I left the Protestant Church where I grew up because the Bible was not taught verse-by-verse and I wasn’t growing in knowing the Lord better. My sister also left, which broke our parents’ hearts, especially Mom. We became members of a Bible church led by the Pastor who Linda met at the university her freshman year. A group of university students drive an hour every Sunday to attend. The pastor teaches a weekly Bible class on this university campus which is really growing!

They have a good nursing school at this university, so I decided to apply there as well as a three year hospital diploma nursing school in the same city. I have my interview tomorrow at the diploma school and will tour the University while I am in the city. The diploma students work many more hours of clinical in the hospital than the BSN students, but it is more difficult for them to obtain nursing leadership positions after graduation.

The next day I nervously entered the office of the Director of Admissions at the diploma hospital school of nursing. Mrs. L. greeted me warmly and gave me a tour of the nursing skills lab, classrooms, and dormitory. Afterward we sat down in her office and she asked, “So tell me why you would like to become a nurse?”  I replied, “I like science and I would like to help sick people get better. I enjoy learning new things, and I think it would be fascinating to learn all about the human body and how it works.”  She asked if I had applied to other schools, and I told her I was also considering the State University in the city here.

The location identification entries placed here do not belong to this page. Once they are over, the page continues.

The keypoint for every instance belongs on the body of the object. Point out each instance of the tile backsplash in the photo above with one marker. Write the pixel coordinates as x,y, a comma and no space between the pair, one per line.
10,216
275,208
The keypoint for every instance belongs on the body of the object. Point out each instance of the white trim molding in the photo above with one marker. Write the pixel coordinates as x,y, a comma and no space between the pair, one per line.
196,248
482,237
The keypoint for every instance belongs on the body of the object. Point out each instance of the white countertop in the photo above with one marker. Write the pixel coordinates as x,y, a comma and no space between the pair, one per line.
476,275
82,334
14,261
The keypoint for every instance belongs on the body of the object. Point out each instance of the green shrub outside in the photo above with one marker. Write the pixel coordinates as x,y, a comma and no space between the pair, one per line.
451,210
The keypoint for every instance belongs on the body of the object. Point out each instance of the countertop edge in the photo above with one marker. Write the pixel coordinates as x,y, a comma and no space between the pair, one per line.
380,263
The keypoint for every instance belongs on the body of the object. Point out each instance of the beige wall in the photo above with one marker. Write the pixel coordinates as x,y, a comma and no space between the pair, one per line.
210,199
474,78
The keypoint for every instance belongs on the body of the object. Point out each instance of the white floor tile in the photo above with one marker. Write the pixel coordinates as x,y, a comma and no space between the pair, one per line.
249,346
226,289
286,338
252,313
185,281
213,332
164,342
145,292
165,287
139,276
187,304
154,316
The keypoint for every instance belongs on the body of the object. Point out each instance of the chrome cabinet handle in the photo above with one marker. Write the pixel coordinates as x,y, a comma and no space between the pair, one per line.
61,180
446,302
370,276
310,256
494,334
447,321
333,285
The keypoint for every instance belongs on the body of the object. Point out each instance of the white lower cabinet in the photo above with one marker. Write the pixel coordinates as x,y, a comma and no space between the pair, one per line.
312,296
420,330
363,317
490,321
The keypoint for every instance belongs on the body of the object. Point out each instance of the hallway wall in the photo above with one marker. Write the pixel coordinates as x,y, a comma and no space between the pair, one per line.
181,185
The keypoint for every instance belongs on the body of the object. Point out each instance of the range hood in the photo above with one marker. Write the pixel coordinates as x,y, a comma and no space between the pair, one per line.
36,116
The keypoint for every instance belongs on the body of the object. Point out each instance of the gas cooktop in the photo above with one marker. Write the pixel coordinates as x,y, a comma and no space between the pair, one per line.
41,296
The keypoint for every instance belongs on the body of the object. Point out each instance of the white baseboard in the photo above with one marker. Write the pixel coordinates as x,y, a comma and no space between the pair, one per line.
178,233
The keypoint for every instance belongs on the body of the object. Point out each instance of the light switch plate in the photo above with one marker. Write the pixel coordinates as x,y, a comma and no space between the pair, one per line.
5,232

She advised, “After reviewing your high grade point average and ACT/SAT scores, I think you should go to the BSN program rather than our diploma program. Our program will probably be closing in the next few years, and I think you have real potential to go into management or research in nursing and earn your master’s degree or even a doctorate degree in nursing!” I thought to myself, “I am amazed that she thinks I have real potential to go far in my nursing career! I would just be satisfied to be a regular staff nurse, work a few years, marry a godly Christian man, quit work, have children, and be a stay-at-home Mom like my mother did.” I thanked her for her time and drove across the city to tour the State University.

I joined the walking tour led by a student that afternoon. This campus had as many students as my entire city where I grew up! It had over ten libraries, 30 dormitories, and countless classroom buildings. The 1000 bed University Hospital was about a block from the School of Nursing, so that would be convenient for clinical days. Despite all the buildings, it had green space and many beautiful trees, so it didn’t appear to be a concrete jungle. I am so used to living in the country, I hope I could adjust to living in a huge city.

State University

State University

When I returned home, I asked the Lord to make it clear to me which school I should attend, and He gave me perfect peace that He wanted me to attend the University. I registered and am so excited to start in the fall! It will be so wonderful to have fellowship with the other Christian students in the Bible class, and give the gospel to American students as well as the the international students who attend from every country in the world. In addition to the prerequisites for nursing, I’m looking forward to taking electives in a wide variety of areas since they offer so many majors.  The class catalog is fascinating to read.  I should also become very fit from walking all over the huge campus to my classes!

Reflection – 2013

The director of the diploma nursing program gave me excellent advice in steering me toward the BSN program at the University. As she predicted, the diploma school closed a few years later. After a 17 year hiatus from school, I made the plunge to return for my Master’s degree.

In God’s great sovereignty, He never gave me a husband or children. Little did I realize when I was in high-school that I would have a 40 year full time nursing career, but God knew all along!

One of my favorite hymns is:
Tis’ so sweet to trust in Jesus, Just to take Him at His word,
Just to rest upon His promise, Just to know, “Thus saith the Lord.”
Jesus, Jesus, how I trust Him! How I’ve proved Him o’er and o’er!
Jesus, Jesus, precious Jesus! O for grace to trust Him more.